Nystrom officially signed with the Oilers today (spoiler: link in Norwegian). No, not the Edmonton Oilers, but the Stavanger Oilers in Norway. Nystrom played with the team in 2012, prior to the resolution of the NHL lockout, and is now set to return. When Nystrom was there five years ago, the fans fell in love with him as he scored 14 points in just six games and dazzled the home crowd. The team is very excited to bring back not just a great talent, but also a “solid character” (translated from Norwegian). The Oilers currently sit atop the Norwegian Elite League, or “Get Ligaen” with 77 points, eight points ahead of their closest competitor. They also boast two of the league’s top three scorers in fellow Americans Mark Van Guilder and Dan Kissell, teammates at Notre Dame University in the mid-2000’s whose NCAA success didn’t translate to the pro game. However, Nystrom should step in and become the best player on the team and in the entire league right away, as the Stavanger Oilers appear poised to roll to a league championship.
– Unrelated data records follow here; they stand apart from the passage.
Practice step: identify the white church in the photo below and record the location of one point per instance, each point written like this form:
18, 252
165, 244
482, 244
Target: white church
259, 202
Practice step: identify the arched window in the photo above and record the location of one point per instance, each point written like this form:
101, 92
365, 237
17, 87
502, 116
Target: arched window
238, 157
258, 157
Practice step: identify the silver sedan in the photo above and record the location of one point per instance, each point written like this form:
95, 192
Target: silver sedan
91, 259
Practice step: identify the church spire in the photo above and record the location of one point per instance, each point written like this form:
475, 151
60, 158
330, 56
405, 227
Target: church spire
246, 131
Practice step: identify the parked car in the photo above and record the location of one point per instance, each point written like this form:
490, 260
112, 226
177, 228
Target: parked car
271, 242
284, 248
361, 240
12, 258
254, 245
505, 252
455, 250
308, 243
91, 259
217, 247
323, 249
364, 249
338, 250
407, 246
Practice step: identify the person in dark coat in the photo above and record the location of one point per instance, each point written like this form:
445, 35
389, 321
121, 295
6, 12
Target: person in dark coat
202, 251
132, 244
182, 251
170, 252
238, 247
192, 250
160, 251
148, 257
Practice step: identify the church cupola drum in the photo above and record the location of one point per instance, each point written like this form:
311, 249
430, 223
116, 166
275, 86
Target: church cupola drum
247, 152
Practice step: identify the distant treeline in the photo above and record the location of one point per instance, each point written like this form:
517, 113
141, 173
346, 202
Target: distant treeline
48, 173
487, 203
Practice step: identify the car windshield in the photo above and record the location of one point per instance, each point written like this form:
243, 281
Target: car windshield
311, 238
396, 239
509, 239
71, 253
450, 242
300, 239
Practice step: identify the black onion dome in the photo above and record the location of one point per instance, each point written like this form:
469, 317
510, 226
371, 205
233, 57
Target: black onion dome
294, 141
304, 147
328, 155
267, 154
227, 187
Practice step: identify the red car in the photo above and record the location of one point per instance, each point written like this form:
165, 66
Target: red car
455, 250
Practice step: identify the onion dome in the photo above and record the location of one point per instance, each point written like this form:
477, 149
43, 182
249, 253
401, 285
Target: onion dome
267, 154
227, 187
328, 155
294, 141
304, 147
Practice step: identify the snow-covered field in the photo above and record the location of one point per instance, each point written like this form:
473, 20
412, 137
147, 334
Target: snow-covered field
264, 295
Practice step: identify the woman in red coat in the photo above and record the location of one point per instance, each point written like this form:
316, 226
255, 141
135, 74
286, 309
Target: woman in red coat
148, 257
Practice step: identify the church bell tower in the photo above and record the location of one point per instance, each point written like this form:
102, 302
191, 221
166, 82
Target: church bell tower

Should Nystrom really impress in Norway, which in terms of international leagues is likely outside the top five in competition level, he might be able to get another shot at the NHL. He will have to really light it up, though. The tenth overall pick by the Calgary Flames in 2002, Nystrom had a long, successful career, but nowhere near the one expected of him with that selection. Nystrom made a living off of being a reliable bottom-six forward, capable of scoring 10-15 goals a year, but not much more. A hard-working, gritty player who excelled on the penalty kill and could hit and block shots, Nystrom’s value came in his two-way ability. He certainly is a “solid character” as well. However, aging defensive forwards are not at the top of NHL wish lists, and Nystrom is fresh off being bought out by Nashville after seeing his ice time cut and scoring just seven goals in 46 games last season. Unless Nystrom can change everyone’s minds with a strong offensive and defensive stint in Norway, his comeback may be limited to just the Stavanger Oilers. However, a great veteran leader with strong work ethic can often find a way.